Zenek jednak przegrał z Massimo. "365 dni" przyciągnęło do kin już milion widzów

Bartosz Godziński
"Zenek" był reklamowany na plakatach jako "Król Walentynek", ale prawdopodobnie stał się tylko księciem. Prawdziwą królową okazała Blanka Lipińska i ekranizacja jej powieści "365 dni". Dystrybutor filmu potwierdził nam, że kontrowersyjny film zobaczył już milion widzów.
Wszystko wskazuje na to, że na "365 dni" wybrało się więcej widzów niż na "Zenka" Kadry z filmów
Wynik nie powinien nikogo dziwić, bo już w premierowy weekend na film wybrało się 454 tys. widzów. To póki co najlepsze otwarcie w 2020 roku. I to na tydzień przed Walentynkami. Liczba widzów podwoiła się po Walentynkach i choć na razie nie mamy dokładnych danych, to wiemy, że milion już pękł.

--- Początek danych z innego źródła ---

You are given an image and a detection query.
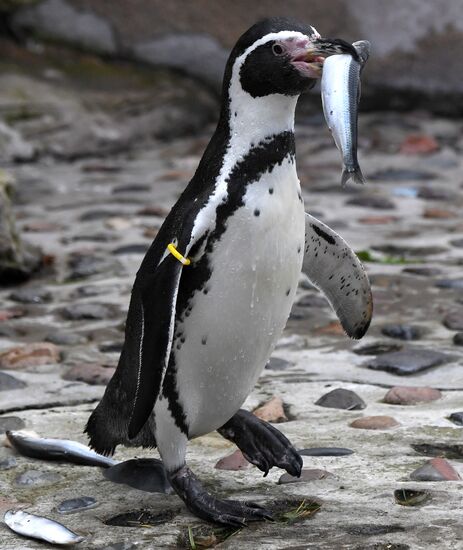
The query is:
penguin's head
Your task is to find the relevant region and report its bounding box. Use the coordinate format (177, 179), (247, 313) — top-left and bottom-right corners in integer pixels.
(224, 17), (357, 97)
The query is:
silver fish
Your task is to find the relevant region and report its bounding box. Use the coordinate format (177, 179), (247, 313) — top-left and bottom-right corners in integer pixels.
(321, 40), (370, 187)
(6, 431), (118, 468)
(3, 510), (84, 546)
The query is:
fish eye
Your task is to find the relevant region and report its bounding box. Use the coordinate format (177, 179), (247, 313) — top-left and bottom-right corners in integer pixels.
(272, 44), (284, 55)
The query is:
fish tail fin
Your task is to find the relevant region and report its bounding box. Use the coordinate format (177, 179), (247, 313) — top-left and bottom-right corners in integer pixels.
(341, 166), (366, 187)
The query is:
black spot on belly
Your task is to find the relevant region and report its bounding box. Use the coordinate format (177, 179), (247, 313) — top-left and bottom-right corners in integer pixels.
(311, 223), (336, 244)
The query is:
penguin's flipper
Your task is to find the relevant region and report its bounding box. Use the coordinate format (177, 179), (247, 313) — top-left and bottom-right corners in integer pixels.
(126, 254), (183, 439)
(302, 213), (373, 339)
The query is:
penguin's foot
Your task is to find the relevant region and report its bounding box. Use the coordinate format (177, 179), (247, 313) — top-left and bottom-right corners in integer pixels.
(217, 409), (302, 477)
(169, 466), (273, 527)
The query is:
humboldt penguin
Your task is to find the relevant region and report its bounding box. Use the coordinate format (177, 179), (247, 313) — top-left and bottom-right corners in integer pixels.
(86, 18), (371, 526)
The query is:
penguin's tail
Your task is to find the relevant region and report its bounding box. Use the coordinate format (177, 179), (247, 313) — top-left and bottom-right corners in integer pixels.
(84, 379), (156, 456)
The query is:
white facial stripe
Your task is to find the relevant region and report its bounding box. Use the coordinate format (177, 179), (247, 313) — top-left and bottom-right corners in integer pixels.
(235, 27), (320, 64)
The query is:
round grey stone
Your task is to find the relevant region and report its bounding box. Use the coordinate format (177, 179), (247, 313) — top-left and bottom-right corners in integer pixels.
(15, 470), (61, 487)
(315, 388), (366, 411)
(56, 497), (98, 514)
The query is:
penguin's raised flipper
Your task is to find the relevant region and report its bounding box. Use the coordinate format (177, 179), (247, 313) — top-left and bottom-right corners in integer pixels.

"Zwycięzcę można wskazać nawet bez patrzenia na rezerwacje. 365 dni ma ok. 60-70 kin więcej niż 'Zenek', a to przełoży się na dużo większą liczbę seansów: ten pierwszy ok. 4100, ten drugi natomiast ok. 3200" – tak przewidywał przed weekendem serwis Boxoffice'owy Zawrót Głowy. Redaktorzy prognozują, że na trzecim miejscu podium znajdzie się najnowszy film Guya Ritchie, "Dżentelmeni", a sam weekend będzie najlepszym w historii. Przynajmniej pod względem frekwencji.


Przypomnijmy, że "365 dni" to "pierwszy polski film erotyczny" (no, może nie do końca), który wywołał poruszenie nie śmiałymi scenami seksu, ale ukazaniem toksycznej i pełnej przemocy relacji.